En fait, ça aurait pu être de la faute de tout le monde, sauf de NBC. Pourtant, la chaîne a déclaré de manière magnanime qu’elle allait continuer à bidouiller de son côté pour rattraper les défauts technologiques de ses clients.

#nbcfail

Mais un journaliste têtu n’arrivait toujours pas à se faire à l’idée que les patrons de NBC ne soient pas mis en cause pour tout ce désordre. Guy Adams, un correspondant du journal britannique The Independent à Los Angeles, a lancé une volée de tweets critiques envers la chaîne tout au long du week-end, avec comme bouquet final la publication de l’adresse email du président de NBC Olympics Gary Zenkel (une adresse pas si difficile à deviner).

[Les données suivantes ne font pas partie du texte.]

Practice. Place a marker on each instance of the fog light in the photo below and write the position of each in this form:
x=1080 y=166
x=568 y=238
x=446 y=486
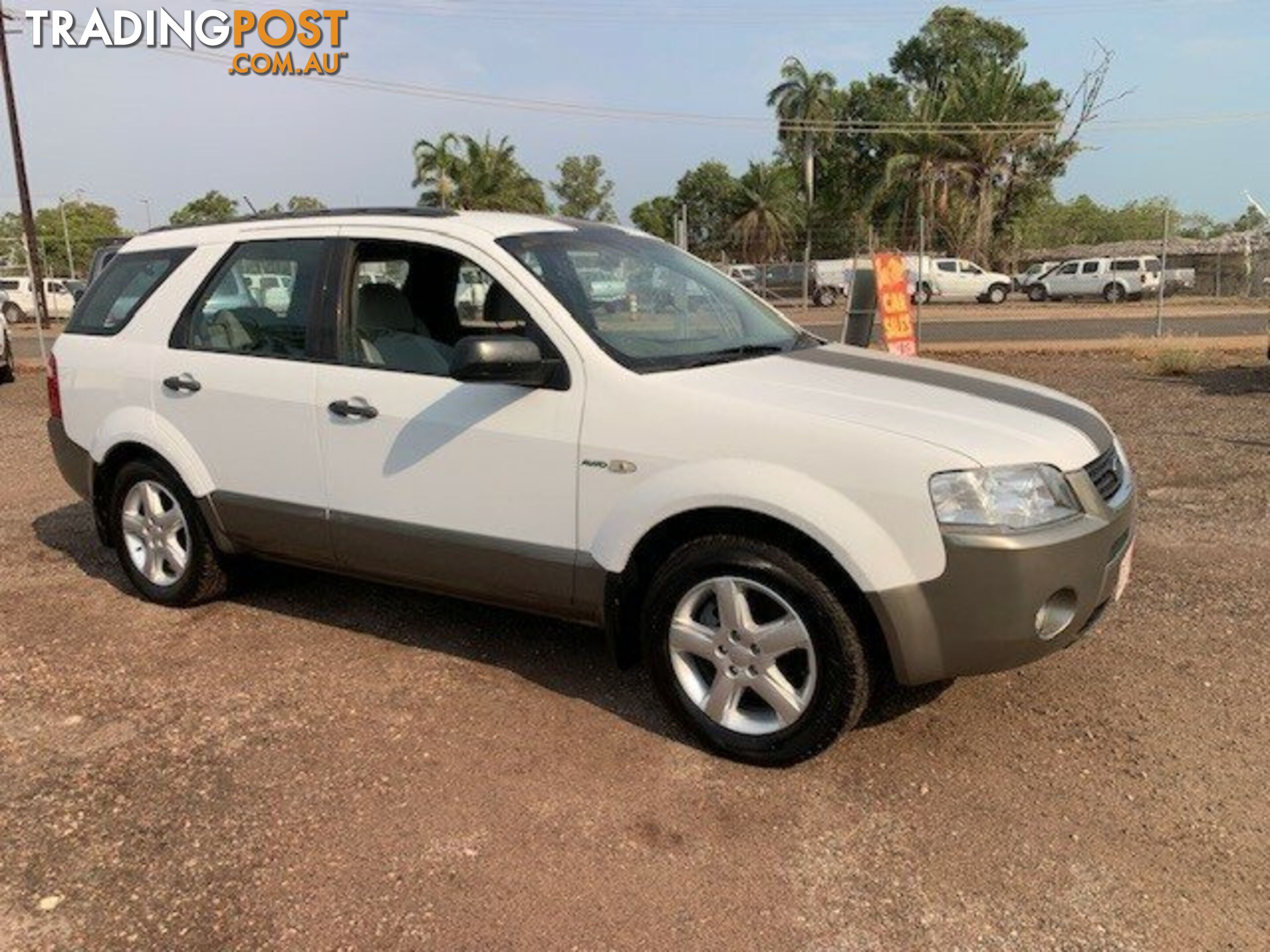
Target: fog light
x=1056 y=615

Peu après, le compte Twitter d’Adams était suspendu et ses tweets effacés. Le réseau social a informé Adams qu’il avait enfreint les règles d’utilisation du site concernant «la publication de données privées d’un individu». Et qu’est-ce qui a bien pu décider Twitter à mettre en application cette règle jusqu’ici peu connue? Un porte-parole NBC a reconnu que la chaîne s’était plainte à Twitter, mais a ajouté que «Twitter était le seul décideur des sanctions».

Etant donné que Twitter est partenaire de NBC pour la création d’une page olympique officielle, mon premier réflexe serait de penser que la chaîne a peut-être exercé un peu de pression. Mais c’est sans doute juste que la situation est trop complexe pour que je comprenne.